EY Finds Firms Lose 40% of AI Gains Through Poor Training

Companies are failing to capture up to 40% of potential productivity gains from AI due to inadequate talent strategies and weak workforce foundations, according to research from EY.
The EY 2025 Work Reimagined Survey questioned 15,000 employees and 1,500 employers across 29 countries, revealing a gap between the state of AI adoption and the human readiness required to extract full value from the technology. The findings show that while 88% of employees now use AI at work, most applications remain limited to tasks such as search and document summarisation.
The research reveals that only 5% of employees are using AI in ways that fundamentally transform their work. This limited uptake of advanced applications occurs despite mounting pressure on workforces, with 64% of surveyed employees reporting perceived increases in their workloads over the past year.
EY research shows training gaps and skill erosion concerns
The survey identifies several factors contributing to unrealised productivity potential. Just 12% of employees receive what they consider sufficient AI training to unlock the technology's full benefits. Meanwhile, 37% of employee respondents express concern that overreliance on AI could erode their existing skills and expertise.
Shadow AI remains widespread across organisations despite employer attempts to provide internal tools. Between 23% and 58% of employees surveyed across various sectors globally are bringing their own AI solutions to work, indicating a disconnect between corporate provisions and workforce needs.

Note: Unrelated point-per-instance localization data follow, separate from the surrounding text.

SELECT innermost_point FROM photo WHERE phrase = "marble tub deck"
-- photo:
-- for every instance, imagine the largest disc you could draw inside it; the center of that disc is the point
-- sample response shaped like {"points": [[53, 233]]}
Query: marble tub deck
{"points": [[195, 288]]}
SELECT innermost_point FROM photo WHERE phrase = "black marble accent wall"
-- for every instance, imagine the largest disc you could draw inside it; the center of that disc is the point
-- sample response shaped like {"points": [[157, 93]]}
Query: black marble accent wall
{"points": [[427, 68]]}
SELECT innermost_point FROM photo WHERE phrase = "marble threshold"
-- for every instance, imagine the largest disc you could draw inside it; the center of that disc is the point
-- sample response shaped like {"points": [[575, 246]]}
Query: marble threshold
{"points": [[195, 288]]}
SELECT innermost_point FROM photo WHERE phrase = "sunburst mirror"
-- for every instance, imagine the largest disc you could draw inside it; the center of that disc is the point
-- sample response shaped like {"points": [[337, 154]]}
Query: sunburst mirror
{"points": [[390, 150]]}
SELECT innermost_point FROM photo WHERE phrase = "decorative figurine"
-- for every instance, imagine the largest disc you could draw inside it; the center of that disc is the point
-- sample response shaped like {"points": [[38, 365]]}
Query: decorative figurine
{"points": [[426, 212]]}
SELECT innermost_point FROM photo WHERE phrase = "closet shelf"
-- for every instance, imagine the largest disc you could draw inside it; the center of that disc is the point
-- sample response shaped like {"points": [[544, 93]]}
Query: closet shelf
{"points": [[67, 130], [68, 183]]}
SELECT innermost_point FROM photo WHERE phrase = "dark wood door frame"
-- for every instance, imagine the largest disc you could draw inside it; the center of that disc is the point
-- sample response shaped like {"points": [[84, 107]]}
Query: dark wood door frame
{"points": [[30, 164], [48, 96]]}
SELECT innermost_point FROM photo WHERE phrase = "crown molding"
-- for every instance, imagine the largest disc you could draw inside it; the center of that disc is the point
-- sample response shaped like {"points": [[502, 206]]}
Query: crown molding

Kim Billeter, EY Global and EY Americas People Consulting Leader, says: “AI is everywhere – but companies seem to be missing out on its full potential, held back by a gap between adoption and human readiness. Most employees surveyed are still using AI for basic tasks, while concerns around job security, skill erosion and rising workloads are creating resistance. When organisations master both talent and technology, AI helps deliver outsized results, but neglecting the human side can erode those gains.”
EY identifies talent advantage as differentiator for AI success
The research introduces the concept of “Talent Advantage”, which describes organisations that effectively integrate talent and technology strategies. However, only 28% of organisations are currently on track to achieve this integration, according to the survey findings.
When AI adoption occurs on what EY terms “fragile talent foundations” – characterised by weak culture, ineffective learning programmes and misaligned reward structures – the potential benefits diminish substantially. The survey identifies five areas where tensions emerge between human factors and AI integration: AI adoption excellence, learning, talent health, organisational culture and reward structures.
- 88% of employees use AI at work but only 5% deploy it in transformative ways
- Companies lose up to 40% of potential AI productivity gains through inadequate training
- Just 12% of employees receive sufficient AI training despite widespread adoption
The report also found leadership a critical factor in bridging the adoption gap. In organisations that have adopted AI effectively, 75% of employees report that their leaders are aligned on a clear AI vision. Leaders who demonstrate care, trust and empowerment drive 44% of talent health, according to the research.
EY survey reveals training paradox for AI-skilled workers
The research uncovers a retention challenge linked to AI training investment. Employees who receive more than 81 hours of annual AI training report productivity gains averaging 14 hours per week, well above the median of eight hours. However, these highly trained employees are 55% more likely to leave their organisation, as external opportunities in the competitive AI talent market often outpace internal promotion cycles.
EY suggests that employers can address retention challenges through comprehensive total rewards packages, including access to technology, flexibility and career opportunities that leverage AI skills.
The survey also documents a shift in broader talent health metrics. Global talent health, measured as employee “net promoters”, rose by 10 points year-on-year, moving from 55% to 65%: an 18% increase.
Quit intent has fallen to 29%, the lowest level reported in four years and substantially below the 43% peak recorded during 2021’s ‘Great Resignation’. The cooling job market appears to have prompted employees to remain in their current roles, even as AI-related concerns persist.
Kim says: “The widespread adoption of AI is evident, yet many organisations are still seeing only modest returns. Our findings highlight the urgent need to address the human side of AI adoption. As AI reshapes the workplace, leaders must build cultures that support both talent health and effective technology use. Organisations that strengthen their talent foundations while advancing AI applications will be best positioned to achieve transformational results. It's about creating the right conditions for people and technology to thrive.”